Here is another rule of thumb: If there is no documented quality assurance process, don’t expect any quality. (This rule applies to most domains of human endeavors).
This is where most forecasting solutions and providers fail. To uncover the truth, do the following. When they are not expecting – not over email, nor in an RFP – ask them: “What is your quality assurance process?”
The terrible secret of business analytics is that often there is either no quality assurance or it is inadequate. Consultancies put too few analysts on the project. Data-scientists like to work on their own and there may be no one around to review what they are doing. Data analysts can make a mistake handling the information. Software solutions are almost never devoid of bugs.
Unless there is a codified quality assurance process that your solution provider can pull up at a moment’s notice, the results you are getting most likely have errors in them. The best way to achieve high quality is to have a dedicated team testing day-in-day-out. Testing a week before the report or the software release won’t do. And the quality assurance team has to be different and independent from the team building the models or the software. Analysts often cannot see their own mistakes, and coders often cannot find their own bugs.
The right answer you are looking for is that your provider has a quality assurance process that they know by heart and have it easily accessible.
6. How do we answer new questions?
“You pay more.”
“It is very easy.”
At first business users who are looking for forecasting capability may think that the benefit is in the ability to answer questions. But after using a good forecasting system, they often learn that the greater benefit is different. Of greatest use is to be able to have a way to answer new questions, fast. The key to forecasting is not to know more, but to act better.
Here is an example. Alice is an analyst whose boss, Bob, has asked her to create a forecasting capability so that they can anticipate their sales better. Bob’s main question is “how many units will we sell next quarter?” Alice goes out and builds a forecasting system. She documents how it works. She cross-validates it, quality assures it and tests it over a few quarters (she has read this blog!). Finally, Alice comes to Bob and says “next quarter there is a 90% chance we will sell between 990 and 1,010 units.” Bob is satisfied for about 10 seconds… and then he asks: “But what if we drop the price by 5%?” If at this point Alice needs to spend six months to answer the question, she has failed. It does not matter that her forecasting system is accurate, valid, and of high quality. It is not usable. What Alice’s actually needs to do is pull up her system, change a few parameters, and voila(!) give Bob the answer right there and then.
It may be unreasonable to expect that a forecasting system will be able to answer anything at any point.

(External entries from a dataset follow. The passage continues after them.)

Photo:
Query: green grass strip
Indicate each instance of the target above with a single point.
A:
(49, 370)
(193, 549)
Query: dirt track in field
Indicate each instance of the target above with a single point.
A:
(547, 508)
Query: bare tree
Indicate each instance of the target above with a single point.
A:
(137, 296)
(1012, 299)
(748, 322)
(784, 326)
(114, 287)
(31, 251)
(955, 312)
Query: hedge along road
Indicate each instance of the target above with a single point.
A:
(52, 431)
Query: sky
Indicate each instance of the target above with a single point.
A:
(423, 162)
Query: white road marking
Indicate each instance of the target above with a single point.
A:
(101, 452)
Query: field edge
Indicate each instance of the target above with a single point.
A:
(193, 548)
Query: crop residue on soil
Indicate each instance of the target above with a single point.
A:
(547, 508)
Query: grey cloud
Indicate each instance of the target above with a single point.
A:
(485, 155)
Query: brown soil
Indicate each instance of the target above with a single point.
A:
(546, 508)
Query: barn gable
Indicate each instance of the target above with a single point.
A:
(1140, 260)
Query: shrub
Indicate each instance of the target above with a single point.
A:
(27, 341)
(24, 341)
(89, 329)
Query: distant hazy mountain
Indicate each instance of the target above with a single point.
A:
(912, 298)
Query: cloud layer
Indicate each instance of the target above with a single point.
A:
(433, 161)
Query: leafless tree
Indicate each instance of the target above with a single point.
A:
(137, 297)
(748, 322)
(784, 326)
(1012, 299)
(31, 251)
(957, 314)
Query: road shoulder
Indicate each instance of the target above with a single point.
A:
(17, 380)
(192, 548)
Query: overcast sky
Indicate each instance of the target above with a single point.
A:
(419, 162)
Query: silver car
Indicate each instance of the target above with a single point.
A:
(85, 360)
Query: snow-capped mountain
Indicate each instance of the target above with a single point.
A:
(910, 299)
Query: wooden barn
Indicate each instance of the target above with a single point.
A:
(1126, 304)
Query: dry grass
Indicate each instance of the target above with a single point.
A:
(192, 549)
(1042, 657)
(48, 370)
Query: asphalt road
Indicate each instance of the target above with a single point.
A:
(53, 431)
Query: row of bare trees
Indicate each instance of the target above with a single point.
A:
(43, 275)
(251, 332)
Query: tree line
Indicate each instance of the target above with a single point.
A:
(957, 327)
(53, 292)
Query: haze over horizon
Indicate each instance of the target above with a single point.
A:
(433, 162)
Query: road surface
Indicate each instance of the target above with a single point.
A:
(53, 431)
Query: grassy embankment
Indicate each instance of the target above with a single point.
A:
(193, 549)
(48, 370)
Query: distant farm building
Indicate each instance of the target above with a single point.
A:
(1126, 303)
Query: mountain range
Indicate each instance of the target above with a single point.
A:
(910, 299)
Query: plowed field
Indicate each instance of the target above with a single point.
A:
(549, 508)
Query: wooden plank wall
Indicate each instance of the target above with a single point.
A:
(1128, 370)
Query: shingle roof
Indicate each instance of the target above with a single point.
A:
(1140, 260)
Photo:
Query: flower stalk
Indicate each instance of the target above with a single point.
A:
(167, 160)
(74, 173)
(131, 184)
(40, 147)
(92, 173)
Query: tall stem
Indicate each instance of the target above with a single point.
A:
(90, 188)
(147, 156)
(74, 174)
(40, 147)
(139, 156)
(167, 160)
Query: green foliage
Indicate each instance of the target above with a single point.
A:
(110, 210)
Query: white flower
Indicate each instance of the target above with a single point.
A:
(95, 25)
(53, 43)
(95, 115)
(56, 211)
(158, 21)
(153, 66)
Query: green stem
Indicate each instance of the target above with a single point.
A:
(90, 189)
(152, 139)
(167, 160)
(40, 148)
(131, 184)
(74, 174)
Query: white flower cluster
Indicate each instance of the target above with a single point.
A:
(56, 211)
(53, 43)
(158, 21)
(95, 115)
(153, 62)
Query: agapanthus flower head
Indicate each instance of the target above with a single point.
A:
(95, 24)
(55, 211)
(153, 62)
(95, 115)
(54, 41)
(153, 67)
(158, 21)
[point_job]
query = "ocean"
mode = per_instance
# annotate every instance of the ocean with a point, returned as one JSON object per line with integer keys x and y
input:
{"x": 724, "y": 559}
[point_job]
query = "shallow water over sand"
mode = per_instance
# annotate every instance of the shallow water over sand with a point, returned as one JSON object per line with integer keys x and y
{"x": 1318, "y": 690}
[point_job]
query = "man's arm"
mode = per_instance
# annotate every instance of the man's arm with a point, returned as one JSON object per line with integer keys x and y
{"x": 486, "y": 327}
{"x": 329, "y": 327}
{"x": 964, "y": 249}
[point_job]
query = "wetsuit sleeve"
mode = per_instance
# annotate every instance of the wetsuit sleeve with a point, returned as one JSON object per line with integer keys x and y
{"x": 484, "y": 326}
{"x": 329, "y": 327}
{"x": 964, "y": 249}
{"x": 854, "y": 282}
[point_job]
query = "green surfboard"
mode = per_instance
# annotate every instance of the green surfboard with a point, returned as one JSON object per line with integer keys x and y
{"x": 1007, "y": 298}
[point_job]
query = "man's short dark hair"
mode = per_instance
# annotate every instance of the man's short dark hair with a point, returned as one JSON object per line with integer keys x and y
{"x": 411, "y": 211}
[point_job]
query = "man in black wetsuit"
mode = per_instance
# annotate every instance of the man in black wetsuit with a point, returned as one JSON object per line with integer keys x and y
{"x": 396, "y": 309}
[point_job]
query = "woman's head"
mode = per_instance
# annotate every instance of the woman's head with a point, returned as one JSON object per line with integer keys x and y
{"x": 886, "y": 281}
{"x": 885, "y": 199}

Yet, understanding what business users can act upon is important. Business users want to know how the levers they have in real life will affect the forecast when they pull them. It is the only way the forecasting system turns into a decision-support system for continuous use.
The question your forecasting provider should ask you
And this leads us to the final thing to watch out for. You know the six questions you need to ask. But your forecasting partner needs to ask you one question to signal they will do a good job. The question is:
“What is your business objective?”
Too often analysts, data scientists, developers, and vendors fall in love with their methodologies. In doing so, they fail to deliver what the business user is expecting.
An accurate forecast has little value if it is forecasting the wrong things. Business users may have a whole range of objectives that should determine the forecasting approach. They may want to explore new science. In this case accuracy, validation, and documentation should be the focus. They may want to be able to answer questions faster. In this case automation, process, and integration should be the focus. They may want to increase the ROI of their organization, in which case the reports should focus on that.
So, ask your six questions and pay attention. If your forecasting provider is not talking about what your business objectives are, you have a low chance of meeting them.